Wednesday, April 30, 2014

Dow Theory Update for April 30: Zero Hedge sees interest rates and the USD coiled too





The Industrials finally break above the December 31 closing high



Recently I wrote two times about the “coiling” of several markets. I said that the consolidation implies that a significant movement may be under gestation. You can find my two posts here and here.


Well, it seems that Zero Hedges, a couple of days later, though, is seeing the same thing. In its article “Coiling, Complacency, AndThe "Three" Coupon Treasury Markets


In a similar fashion similar to this blogger truly yours, Zero Hedge says:

“Often times, narrow trading ranges act like coiled springs.  The longer markets stay in those ranges the greater the pressure builds.  Tight ranges over longer time periods cause ever-more-powerful movements once the ranges break.” (emphasis in original)

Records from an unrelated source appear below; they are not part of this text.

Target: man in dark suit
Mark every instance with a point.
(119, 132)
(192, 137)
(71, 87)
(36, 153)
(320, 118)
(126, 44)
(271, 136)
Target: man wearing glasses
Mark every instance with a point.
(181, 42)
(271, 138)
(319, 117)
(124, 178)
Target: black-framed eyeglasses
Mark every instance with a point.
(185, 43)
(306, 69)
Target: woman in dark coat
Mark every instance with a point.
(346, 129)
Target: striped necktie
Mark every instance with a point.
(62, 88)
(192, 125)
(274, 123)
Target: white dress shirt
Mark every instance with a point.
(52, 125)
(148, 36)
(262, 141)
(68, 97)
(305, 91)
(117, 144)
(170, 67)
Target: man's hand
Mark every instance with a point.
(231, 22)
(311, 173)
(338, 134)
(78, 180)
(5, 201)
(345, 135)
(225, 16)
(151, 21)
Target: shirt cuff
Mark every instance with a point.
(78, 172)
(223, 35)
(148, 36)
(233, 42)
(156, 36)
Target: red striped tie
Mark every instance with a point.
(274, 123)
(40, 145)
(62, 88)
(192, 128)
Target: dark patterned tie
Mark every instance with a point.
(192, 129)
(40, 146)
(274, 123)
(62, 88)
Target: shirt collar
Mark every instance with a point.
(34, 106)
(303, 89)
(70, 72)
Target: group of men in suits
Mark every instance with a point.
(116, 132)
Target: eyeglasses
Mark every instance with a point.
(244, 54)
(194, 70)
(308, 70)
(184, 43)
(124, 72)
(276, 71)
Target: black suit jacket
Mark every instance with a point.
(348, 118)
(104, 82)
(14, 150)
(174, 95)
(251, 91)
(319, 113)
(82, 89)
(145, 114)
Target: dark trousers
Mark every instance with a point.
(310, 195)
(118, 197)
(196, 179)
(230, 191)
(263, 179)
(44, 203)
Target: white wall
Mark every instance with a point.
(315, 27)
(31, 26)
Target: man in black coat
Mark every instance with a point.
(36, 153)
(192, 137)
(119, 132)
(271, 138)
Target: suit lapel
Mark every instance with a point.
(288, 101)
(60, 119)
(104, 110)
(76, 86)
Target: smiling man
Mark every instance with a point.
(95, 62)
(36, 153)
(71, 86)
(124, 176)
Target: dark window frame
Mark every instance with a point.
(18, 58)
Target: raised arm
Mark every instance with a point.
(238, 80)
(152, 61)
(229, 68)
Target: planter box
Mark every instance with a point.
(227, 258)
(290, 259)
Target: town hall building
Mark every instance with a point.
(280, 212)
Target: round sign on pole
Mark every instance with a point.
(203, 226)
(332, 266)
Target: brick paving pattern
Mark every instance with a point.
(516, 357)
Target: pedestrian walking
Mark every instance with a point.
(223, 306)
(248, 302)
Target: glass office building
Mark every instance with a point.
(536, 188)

Furthermore, Zero Hedge adds the USD to the list of “coiled” markets. Thus, Zero Hedge reports that:


“The FT reported today that the 7% range in the dollar over the past two years is the narrowest over that length of time since late 1977.” (Emphasis in original)


Concurring with my own view, Zero Hedge also notes that in spite of the current Bull Run, stocks are getting “coiled." I’d add that I see a broadening formation on the SPY chart, which tends to show distribution.


“Despite huge intraday volatility in Q1 in various single name equities and sectors, the FT also says the trading ranges for broad market equity indices this year have been the narrowest in over a decade.”


All in all, all relevant markets are in narrow ranges. While I am not as apocalyptic as Richard Russell, of the Dow Theory Letters, the markets seem to be saying that something big is going to happen. The issue is that we don’t know whether it will be the demise of the USD, a bond and stocks and even paper gold collapse, or more rosy times ahead. My personal opinions, based on fundamentals are worth nothing, and hence I keep them to myself. I’d rather trust the Dow Theory and my charts.


Let’s see what the Dow Theory has in store for us today. Not much.

US Stocks

The SPY, Industrials and Transports closed up. Finally, the Industrials bettered their December 31st, 2013 closing highs, something that the SPY and the Transports did weeks ago, as I explained here.

Here you have an updated chart showing the Industrials, Transports, and the SPY. Now all of them are above the December 31st, 2013 closing highs.

The primary trend remains bullish, as explained here, and more in-depth here

The primary trend was reconfirmed as bullish on October 17th, 2013, and November 13th, 2013 and March 7th, 2014, for the reasons given here, here and here.

So the current primary bull market signal has survived three secondary reactions.

The secondary trend is bullish too, as explained here and here.


Gold and Silver

SLV, and GLD closed down. For the reasons I explained here, and more recently here the primary trend remains bearish.


For the primary trend to turn bullish, SLV and GLD should jointly break above the secondary (bullish) reaction highs. As a reminder, the secondary reaction closing highs were made on August 27th, 2013. From such highs the market declined without jointly violating the June 27th, 2013 primary bear market lows.


Here I analyzed the primary bear market signal given on December 20, 2012. The primary trend was reconfirmed bearish, as explained here. The secondary trend is bullish (secondary reaction against the primary bearish trend), as explained here.

On a statistical basis the primary bear market for GLD and SLV is getting old. More than one year since the bear market signal was flashed has elapsed. However, I am extremely skeptical as to the predictive power of statistics. I prefer price action to guide me, and the Dow Theory tells me that the primary trend remains bearish until reversed.

Furthermore, the June 27, 2013 lows remain untouched. The longer this situation lasts, the higher the odds that something might be changing. But I wait for the verdict of price action.

As to the gold and silver miners ETFs, SIL and GDX closed down.

I profusely explained that SIL and GDX set up for a primary bull market signal. You can find all the relevant information from a Dow Theory standpoint here.

Please mind that a setup is not the real thing. So the primary trend has not turned bullish yet (or maybe “never”).

The secondary trend is bullish, as explained here. In spite of short term bullish accomplishments, SIL and GLD are not in a primary bull market.

The primary trend for SIL and GDX remains, nonetheless, bearish, as was profusely explained here and here.

The secondary trend is bullish, as explained here. In spite of short term bullish accomplishments, SIL and GLD are not in a primary bull market.

The primary trend for SIL and GDX remains, nonetheless, bearish, as was profusely explained here and here.